2021, Jul 31

Reverse Engineering Unknown CAN bus Protocols

Summary

In this post I will cover how I determine data structures in unknown CAN bus protocols. I’ll then be able to contrast these data structures to identify separate protocols from each other and perform traffic analysis in a future post to determine meaning behind the data structures.

The Challenge

HackTheMachine is a maritime cyber contest hosted by the United States Navy to raise awareness in the computer security industry about challenges and threats facing maritime networks. During the 2020 and 2021 HackTheMachine competitions, teams were given the output from a NMEA2000 logger of a network of devices using a proprietary CAN bus protocol and had to determine various aspects of the CAN bus devices.

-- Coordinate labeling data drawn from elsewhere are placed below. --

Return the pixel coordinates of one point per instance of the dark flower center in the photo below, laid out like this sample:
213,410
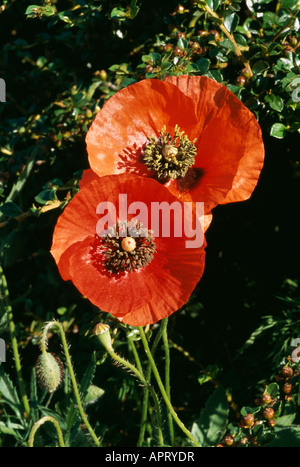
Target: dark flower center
127,246
169,157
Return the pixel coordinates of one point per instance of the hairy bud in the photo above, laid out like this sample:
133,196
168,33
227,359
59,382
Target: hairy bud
49,371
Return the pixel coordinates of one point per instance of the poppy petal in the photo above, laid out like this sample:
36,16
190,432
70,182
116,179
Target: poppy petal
230,145
128,118
142,296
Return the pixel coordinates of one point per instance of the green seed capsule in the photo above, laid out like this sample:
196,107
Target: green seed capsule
49,371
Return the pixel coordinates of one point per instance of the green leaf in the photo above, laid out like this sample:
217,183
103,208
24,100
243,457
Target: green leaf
118,13
213,4
286,437
278,130
45,195
286,420
10,209
231,21
260,67
211,425
275,102
9,393
93,394
273,389
203,65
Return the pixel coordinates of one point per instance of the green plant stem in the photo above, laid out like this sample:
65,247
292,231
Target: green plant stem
230,36
72,374
37,425
167,378
162,389
14,342
147,388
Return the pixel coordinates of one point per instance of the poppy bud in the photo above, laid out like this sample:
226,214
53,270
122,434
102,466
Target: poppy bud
266,398
101,330
180,9
240,80
178,52
268,413
248,419
216,35
168,47
287,371
287,388
229,440
49,371
180,35
293,41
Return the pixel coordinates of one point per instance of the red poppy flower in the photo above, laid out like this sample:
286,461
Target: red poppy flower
139,278
188,132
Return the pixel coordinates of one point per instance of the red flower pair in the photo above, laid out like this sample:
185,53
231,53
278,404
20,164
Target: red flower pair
180,141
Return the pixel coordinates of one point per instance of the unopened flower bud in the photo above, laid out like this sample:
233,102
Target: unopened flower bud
287,388
268,413
248,419
102,331
266,398
49,371
287,371
229,440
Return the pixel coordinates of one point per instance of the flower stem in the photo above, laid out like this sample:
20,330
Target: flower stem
37,425
146,391
167,378
72,375
14,343
147,388
230,36
162,389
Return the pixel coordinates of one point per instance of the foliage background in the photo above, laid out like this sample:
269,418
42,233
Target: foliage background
61,60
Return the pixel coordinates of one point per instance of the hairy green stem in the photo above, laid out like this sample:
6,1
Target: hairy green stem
167,378
162,389
146,390
71,371
14,342
39,423
230,36
145,382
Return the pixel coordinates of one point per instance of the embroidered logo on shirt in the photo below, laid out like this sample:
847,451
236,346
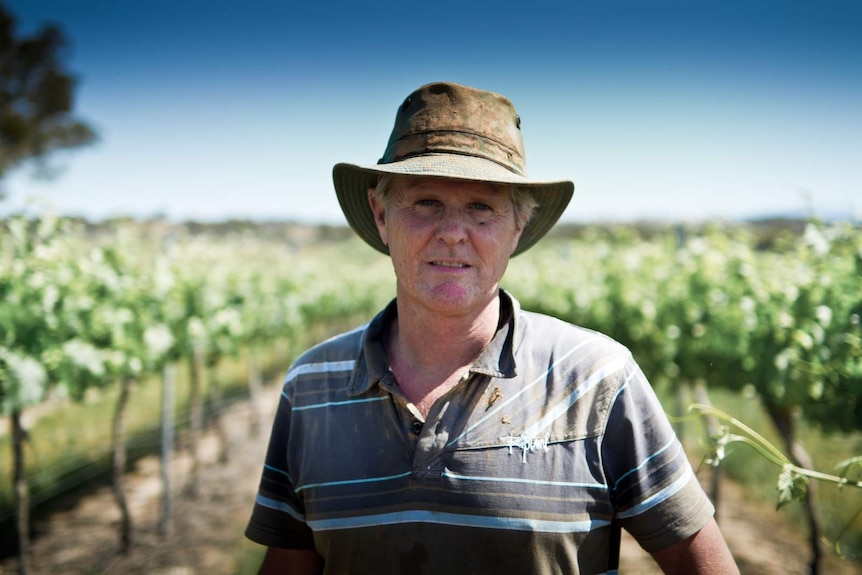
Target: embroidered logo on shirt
527,442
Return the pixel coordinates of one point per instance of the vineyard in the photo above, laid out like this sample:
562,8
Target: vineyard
144,314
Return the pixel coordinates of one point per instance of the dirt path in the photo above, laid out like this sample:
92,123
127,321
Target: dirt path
207,531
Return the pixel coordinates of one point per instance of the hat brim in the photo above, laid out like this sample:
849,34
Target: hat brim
352,183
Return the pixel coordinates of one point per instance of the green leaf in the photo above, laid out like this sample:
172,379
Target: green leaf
792,486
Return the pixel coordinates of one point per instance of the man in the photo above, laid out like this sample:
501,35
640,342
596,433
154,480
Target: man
457,433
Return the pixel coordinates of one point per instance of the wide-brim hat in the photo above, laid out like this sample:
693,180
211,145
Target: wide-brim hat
447,130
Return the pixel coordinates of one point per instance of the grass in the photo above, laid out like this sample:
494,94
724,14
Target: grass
69,443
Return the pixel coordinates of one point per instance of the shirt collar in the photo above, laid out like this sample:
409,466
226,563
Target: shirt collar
496,360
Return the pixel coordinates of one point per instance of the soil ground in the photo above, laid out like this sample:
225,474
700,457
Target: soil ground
206,535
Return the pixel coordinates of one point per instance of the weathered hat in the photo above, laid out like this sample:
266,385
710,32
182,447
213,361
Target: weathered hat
452,131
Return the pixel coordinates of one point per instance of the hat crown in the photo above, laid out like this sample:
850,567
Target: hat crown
448,118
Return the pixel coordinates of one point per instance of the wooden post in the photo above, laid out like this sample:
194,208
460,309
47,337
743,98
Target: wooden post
119,467
22,500
167,453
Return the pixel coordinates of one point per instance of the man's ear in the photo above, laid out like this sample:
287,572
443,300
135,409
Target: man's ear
517,238
379,215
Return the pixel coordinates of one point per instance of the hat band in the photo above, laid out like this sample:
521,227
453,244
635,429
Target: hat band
454,142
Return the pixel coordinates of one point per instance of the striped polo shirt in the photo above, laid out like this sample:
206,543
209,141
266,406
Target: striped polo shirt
519,468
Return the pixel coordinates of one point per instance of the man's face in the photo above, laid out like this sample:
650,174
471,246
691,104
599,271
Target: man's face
450,241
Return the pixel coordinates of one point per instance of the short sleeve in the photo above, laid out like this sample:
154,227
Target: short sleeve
657,496
278,516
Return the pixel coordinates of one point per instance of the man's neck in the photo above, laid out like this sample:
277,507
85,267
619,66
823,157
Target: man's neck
429,353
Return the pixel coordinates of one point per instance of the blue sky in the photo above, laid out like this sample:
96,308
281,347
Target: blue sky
666,109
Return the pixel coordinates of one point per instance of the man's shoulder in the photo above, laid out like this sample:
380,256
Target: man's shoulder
341,347
541,329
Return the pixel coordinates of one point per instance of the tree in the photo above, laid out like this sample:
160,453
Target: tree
36,97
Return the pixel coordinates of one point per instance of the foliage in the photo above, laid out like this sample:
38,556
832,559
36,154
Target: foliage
36,96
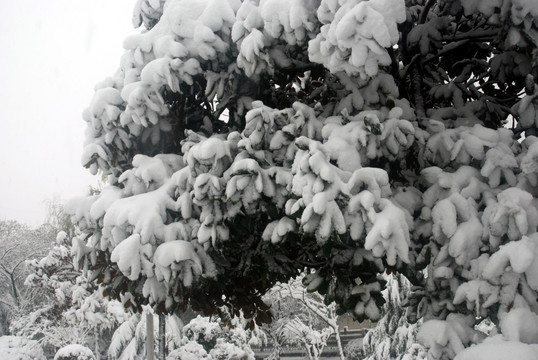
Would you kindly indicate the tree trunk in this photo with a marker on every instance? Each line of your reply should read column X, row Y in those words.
column 150, row 342
column 162, row 337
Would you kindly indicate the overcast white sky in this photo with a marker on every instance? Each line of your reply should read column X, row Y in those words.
column 52, row 53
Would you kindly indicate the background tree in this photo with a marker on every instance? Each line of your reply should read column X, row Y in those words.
column 301, row 317
column 243, row 141
column 18, row 243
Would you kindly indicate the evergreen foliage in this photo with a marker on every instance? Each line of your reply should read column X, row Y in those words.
column 243, row 141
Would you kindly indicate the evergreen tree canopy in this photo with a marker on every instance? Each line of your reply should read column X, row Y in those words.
column 244, row 141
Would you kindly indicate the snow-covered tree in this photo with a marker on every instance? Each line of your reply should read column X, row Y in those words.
column 242, row 141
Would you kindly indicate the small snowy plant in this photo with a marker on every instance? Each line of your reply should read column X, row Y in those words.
column 74, row 352
column 244, row 141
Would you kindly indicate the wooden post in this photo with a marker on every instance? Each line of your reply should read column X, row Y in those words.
column 162, row 337
column 150, row 341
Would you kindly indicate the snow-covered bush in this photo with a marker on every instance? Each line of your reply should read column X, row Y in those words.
column 20, row 348
column 74, row 352
column 222, row 340
column 189, row 351
column 244, row 141
column 228, row 351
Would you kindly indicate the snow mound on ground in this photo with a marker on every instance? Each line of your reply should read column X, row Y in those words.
column 19, row 348
column 499, row 351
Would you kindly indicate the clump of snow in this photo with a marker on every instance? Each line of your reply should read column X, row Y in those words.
column 348, row 42
column 499, row 350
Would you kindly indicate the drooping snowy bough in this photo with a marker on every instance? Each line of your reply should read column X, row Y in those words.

In a previous post, I demonstrated how I extracted CAN bus traffic from a NMEA2000 log of a mixed network. The next step is to analyze the CAN bus data field to determine the structure of the proprietary protocol or protocols. This will allow me to perform traffic analysis on the protocols to determine how they relate to each other.

Byte Entropy Analysis

CAN bus frames can have up to 8 bytes of data, and this proprietary protocol always uses all 8 bytes. I created a script to correlate traffic by CAN bus ID, and count the variety of values in each byte of data for us to analyze. Each byte should have a minimum of 1 value seen, and a maximum of 256. I have the script output these values in padded hex for easy viewing.

Using the following value counts as an example: 91 08 02 01 9b 08 75 71

Given enough samples, we can use Benford’s Law (the first digit law) to determine the size of a data field. Leading digits have less variety or entropy than the trailing digits in a value, with leading zeros having no entropy.

The first digit had 145 (0x91) different values and the values to the right of it have decreasing entropy until we reach the 4th byte which only had one value. This strongly indicates that the value is little endian, and 32bit. Using this technique we can see that the next field is likely a 16 bit value.

The last two bytes are more troubling, as there’s less than a 5% difference between them. These could be two 8 bit values, one 16 bit value, or a variety of other data formats. The technique I’m using here works well for identifying byte aligned integers but not bit fields, floating point values, or non-byte aligned values. It’s alright to assume byte aligned values for now, as I will analyze these values in a future post.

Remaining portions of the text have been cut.